On Nov. 11, Hennion was recruited to head Stokes’ massive cleanup, which was assisted by nine Virginia state park employees to cut, clear and chip the profuse amount of wood in the park’s recreation areas, including campgrounds. Hennion and the Virginia crew are being funded by the Federal Emergency Management Agency (FEMA).
“(The downed trees) were (piled) 15 feet high,” Hennion said. “It was so dense, you couldn’t walk through it. Our state park people never would have been able to do this. It would have taken years.”
State Park Regional Superintendent Steve Ellis said it will be months before the rest of the trees are cleared from Stokes.
Further, residents will be invited to go and collect the downed hardwoods — ash, oak, hickory and red maple — for firewood. Hennion said residents should go to the park office to obtain a salvage permit before collecting the wood.
Saw logs, such as the spruces and red pines, are being stacked in large piles throughout the park to be used as lumber for rebuilding lean-tos, making picnic tables, fence posts and sign markers, and repairing buildings.
Hennion said a portable sawmill will likely be brought into the park to produce boards valued at $2 a foot. He estimates that the downed trees will yield 15,000 feet of boards, or about $30,000 worth of lumber.
Instead of purchasing lumber for future repairs and projects, the State Park Service can tap into its surplus of resources produced by Sandy and save thousands of dollars.
“(The campgrounds) looked like pick-up sticks,” Hennion said, describing the wreckage before the Virginia crew helped remedy it.
Twenty-foot red pines, not native to the area, fell like dominoes. Hennion said the pines were planted by the Civilian Conservation Corps in the 1930s, but far too close to one another, set at 6 to 8 feet apart. Over the years, they were never thinned, resulting in weak root systems that were never able to expand. When Sandy blew through the forest, the roots couldn’t hold up the tall trees, Hennion said.

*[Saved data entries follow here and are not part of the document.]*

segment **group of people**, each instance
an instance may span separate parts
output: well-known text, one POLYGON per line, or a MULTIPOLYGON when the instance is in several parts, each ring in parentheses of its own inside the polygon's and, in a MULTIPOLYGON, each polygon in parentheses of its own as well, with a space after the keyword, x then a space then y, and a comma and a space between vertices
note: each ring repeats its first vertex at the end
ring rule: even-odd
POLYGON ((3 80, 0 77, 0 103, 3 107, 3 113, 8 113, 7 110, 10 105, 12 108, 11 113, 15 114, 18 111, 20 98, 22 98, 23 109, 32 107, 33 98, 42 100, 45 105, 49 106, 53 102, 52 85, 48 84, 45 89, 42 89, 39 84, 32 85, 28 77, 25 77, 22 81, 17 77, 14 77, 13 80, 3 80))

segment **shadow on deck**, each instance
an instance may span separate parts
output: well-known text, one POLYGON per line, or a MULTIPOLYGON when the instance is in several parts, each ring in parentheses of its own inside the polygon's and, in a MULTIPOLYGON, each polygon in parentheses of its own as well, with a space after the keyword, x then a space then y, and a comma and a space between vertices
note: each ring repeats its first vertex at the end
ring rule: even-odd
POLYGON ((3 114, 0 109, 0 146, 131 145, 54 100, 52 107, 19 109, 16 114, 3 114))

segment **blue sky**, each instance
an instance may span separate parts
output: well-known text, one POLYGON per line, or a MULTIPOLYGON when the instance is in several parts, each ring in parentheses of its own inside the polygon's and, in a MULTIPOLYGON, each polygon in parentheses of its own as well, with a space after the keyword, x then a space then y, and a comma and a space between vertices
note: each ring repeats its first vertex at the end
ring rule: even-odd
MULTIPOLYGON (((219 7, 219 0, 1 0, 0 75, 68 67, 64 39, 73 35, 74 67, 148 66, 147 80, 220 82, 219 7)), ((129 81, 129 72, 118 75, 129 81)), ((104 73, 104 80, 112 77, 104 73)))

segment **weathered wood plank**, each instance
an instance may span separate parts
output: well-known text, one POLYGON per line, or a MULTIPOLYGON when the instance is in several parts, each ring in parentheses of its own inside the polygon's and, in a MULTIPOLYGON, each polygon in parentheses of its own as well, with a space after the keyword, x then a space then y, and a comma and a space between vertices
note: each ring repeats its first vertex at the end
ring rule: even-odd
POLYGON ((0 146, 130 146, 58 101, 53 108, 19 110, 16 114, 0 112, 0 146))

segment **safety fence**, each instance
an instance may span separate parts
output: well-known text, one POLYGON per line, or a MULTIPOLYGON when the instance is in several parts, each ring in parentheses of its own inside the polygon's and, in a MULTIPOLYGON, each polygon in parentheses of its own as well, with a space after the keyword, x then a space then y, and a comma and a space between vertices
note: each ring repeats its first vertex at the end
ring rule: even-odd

The forested area of Stokes near Struble Road, where the red pines were thinned in the 1960s, saw little damage, Hennion said. Their roots were able to grow and stabilize the trees against the strong winds.
Hennion reassured, however, that the clearings created by Sandy will regenerate. The ground layer of soil has been disturbed, exposing fresh ground, where seedlings will naturally be planted.
Hennion then pointed to young hemlocks on the forest floor between 2 and 5 feet tall. In the past, the tiny hemlocks were suppressed by the existing pines, he said. Now they will thrive.
“In five years, this is going to be a dense stand of hemlock,” he said.
The group of nine men continued to work quickly Wednesday to clear Stokes’ campgrounds and cabin sites, anticipating that the recreation area would reopen this weekend with reservations already in place.
High Point and Hopatcong state parks’ day use areas were the first to reopen on Nov. 1. Swartswood State Park’s day use area and half of its campgrounds reopened Nov. 6, Kittatinny State Park reopened Nov. 9 and Stokes’ day use area reopened Nov. 10.
All state park trails in Sussex County, with the exception of some High Point trails, remained closed Wednesday.